16
24 Comments

AI runs 70% of my distribution. The exact stack.

TL;DR: Four months. Six AI distribution stacks. $400/month at peak. Zero signups attributable to any of them. Then I opened a spreadsheet, listed every distribution action I take in a typical week (40 rows), and labeled each one "AI can do this" or "AI cannot do this without killing the channel." 28 rows went to AI. 12 stayed mine. Output doubled, cost dropped to $19/month, and the 12 I kept are the only reason any of this converts.

The $1,600 mistake

For four months I bought every "AI distribution" promise on the timeline. Apollo for lead enrichment. Lemlist for sequences. An autonomous agent platform that prospects while you sleep. An LLM lead-scorer. An AI scheduler. A separate AI for founder voice replication.

Six stacks. $400/month at peak. Zero measurable signup lift on flowly.run, the productivity tool I ship for freelancers and solo founders.

I knew exactly when to stop. I had paid more for AI growth tools that month than I had collected in MRR from them.

The spreadsheet that fixed it

One evening I closed every dashboard and opened a spreadsheet. I listed every distribution action I had taken that week. The list ran 40 rows. Then I labeled each row with one of two tags.

  • AI can do this. Scanning, scoring, drafting, scheduling, summarizing.
  • AI cannot do this without killing the channel. Selection, tone, decision, customer reply, cold outreach.

28 rows ended in the first column. 12 in the second. The 12 were the only rows that had ever produced a paying customer.

I had been paying $400/month to automate the 70% of distribution work that does not convert and ignoring the 30% that does.

The 12 I cannot delegate

These will look small. They are the entire engine.

  1. The final 30% edit of every shipped reply.
  2. Picking which 1 or 2 of the daily AI-generated drafts are actually worth shipping.
  3. Founder positioning calls on what stance to take this month.
  4. Replying to any customer DM or email. Every one. Always.
  5. The hand-edit of the opener and closer of any long-form post.
  6. Cold outreach to specific named humans (creators, journalists, podcasters).
  7. Any reply that names another person by handle.
  8. Comments under my own posts.
  9. Any time I am positioning against a named competitor.
  10. Any pitch that requires reading 3+ pieces of the recipient's prior work.
  11. The choice of which channel to retire when a metric drops.
  12. The closing line of every reply. AI cannot land a closer.

Each of these failed when I delegated it. Three of them cost me actual customers.

The list that makes the rest of the stack work

The single most valuable file in my distribution setup is not a prompt. It is a one-page "never-write" list. New rules show up every week.

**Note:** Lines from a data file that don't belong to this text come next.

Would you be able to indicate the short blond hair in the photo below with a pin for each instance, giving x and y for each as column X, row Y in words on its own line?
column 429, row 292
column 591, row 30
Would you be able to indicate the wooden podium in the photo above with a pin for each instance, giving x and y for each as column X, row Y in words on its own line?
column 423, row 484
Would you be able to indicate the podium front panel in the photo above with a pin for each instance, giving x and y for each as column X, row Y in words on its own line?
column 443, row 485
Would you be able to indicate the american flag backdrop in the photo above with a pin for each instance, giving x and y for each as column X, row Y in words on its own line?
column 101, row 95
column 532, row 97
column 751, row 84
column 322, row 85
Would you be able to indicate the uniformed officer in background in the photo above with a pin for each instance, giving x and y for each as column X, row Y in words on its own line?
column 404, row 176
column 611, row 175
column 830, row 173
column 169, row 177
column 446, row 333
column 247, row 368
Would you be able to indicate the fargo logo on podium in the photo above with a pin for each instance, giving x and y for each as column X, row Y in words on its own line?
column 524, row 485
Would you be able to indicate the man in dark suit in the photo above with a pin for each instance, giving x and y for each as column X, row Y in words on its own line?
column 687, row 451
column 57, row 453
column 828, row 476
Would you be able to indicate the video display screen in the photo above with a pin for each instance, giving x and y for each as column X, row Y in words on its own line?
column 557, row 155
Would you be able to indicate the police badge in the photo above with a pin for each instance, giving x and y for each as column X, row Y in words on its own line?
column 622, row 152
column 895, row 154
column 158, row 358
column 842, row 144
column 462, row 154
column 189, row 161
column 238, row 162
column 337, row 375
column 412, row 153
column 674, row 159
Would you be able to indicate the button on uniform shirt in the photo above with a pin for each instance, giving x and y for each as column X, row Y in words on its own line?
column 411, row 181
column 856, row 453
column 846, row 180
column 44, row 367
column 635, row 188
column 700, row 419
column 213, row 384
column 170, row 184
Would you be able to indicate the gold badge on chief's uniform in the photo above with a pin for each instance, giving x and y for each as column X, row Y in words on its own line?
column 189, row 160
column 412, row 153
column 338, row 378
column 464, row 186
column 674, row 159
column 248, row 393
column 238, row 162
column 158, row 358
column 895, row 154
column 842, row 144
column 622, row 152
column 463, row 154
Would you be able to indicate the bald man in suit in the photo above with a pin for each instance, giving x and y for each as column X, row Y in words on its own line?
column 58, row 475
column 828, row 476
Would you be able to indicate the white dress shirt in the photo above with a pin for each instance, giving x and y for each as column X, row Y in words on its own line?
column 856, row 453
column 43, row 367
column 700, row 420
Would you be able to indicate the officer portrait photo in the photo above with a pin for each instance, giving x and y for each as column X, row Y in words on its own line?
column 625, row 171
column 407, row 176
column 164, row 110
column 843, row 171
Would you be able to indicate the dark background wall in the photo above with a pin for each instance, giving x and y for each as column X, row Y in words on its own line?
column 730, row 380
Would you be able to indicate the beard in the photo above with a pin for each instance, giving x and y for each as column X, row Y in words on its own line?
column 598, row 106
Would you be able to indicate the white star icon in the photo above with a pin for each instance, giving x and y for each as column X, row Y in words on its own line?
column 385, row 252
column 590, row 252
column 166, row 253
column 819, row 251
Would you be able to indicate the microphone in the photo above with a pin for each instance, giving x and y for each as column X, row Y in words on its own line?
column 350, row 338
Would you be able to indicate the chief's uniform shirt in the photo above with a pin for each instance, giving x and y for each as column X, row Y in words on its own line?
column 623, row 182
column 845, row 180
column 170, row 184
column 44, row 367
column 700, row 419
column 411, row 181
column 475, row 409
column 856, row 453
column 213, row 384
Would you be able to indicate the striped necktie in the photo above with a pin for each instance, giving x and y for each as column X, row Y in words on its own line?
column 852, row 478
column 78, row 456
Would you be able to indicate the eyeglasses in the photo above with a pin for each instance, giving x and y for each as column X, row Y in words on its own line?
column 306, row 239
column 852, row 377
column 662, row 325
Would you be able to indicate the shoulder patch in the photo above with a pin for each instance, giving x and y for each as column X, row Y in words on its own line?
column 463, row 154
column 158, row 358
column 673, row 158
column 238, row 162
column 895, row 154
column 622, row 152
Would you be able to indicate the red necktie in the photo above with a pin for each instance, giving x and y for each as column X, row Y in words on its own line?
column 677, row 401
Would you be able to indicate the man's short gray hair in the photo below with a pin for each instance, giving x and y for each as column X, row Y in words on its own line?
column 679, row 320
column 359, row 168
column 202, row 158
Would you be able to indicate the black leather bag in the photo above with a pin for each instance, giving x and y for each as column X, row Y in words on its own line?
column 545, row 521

Each rule came from reading a bad AI draft and tagging the exact line where my voice broke.

Sample lines:

  • Never start a reply with "Great question."
  • Never use "leverage," "unlock," "synergy," "in the trenches."
  • Never end a comment with a question if the post is already over 60 words.
  • Never name the product in the first 80% of any reply.
  • Never quote a statistic without naming the source.
  • Never use an emoji unless quoting someone else.
  • Never write a sentence over 25 words in a draft for X or HN.
  • Never close with "Hope this helps."

Drafts produced with this list need a 30% edit. Drafts produced without it need a 70% edit, and at that point I am writing from scratch. The never-write list is the entire economic difference between "AI saves me time" and "AI costs me time."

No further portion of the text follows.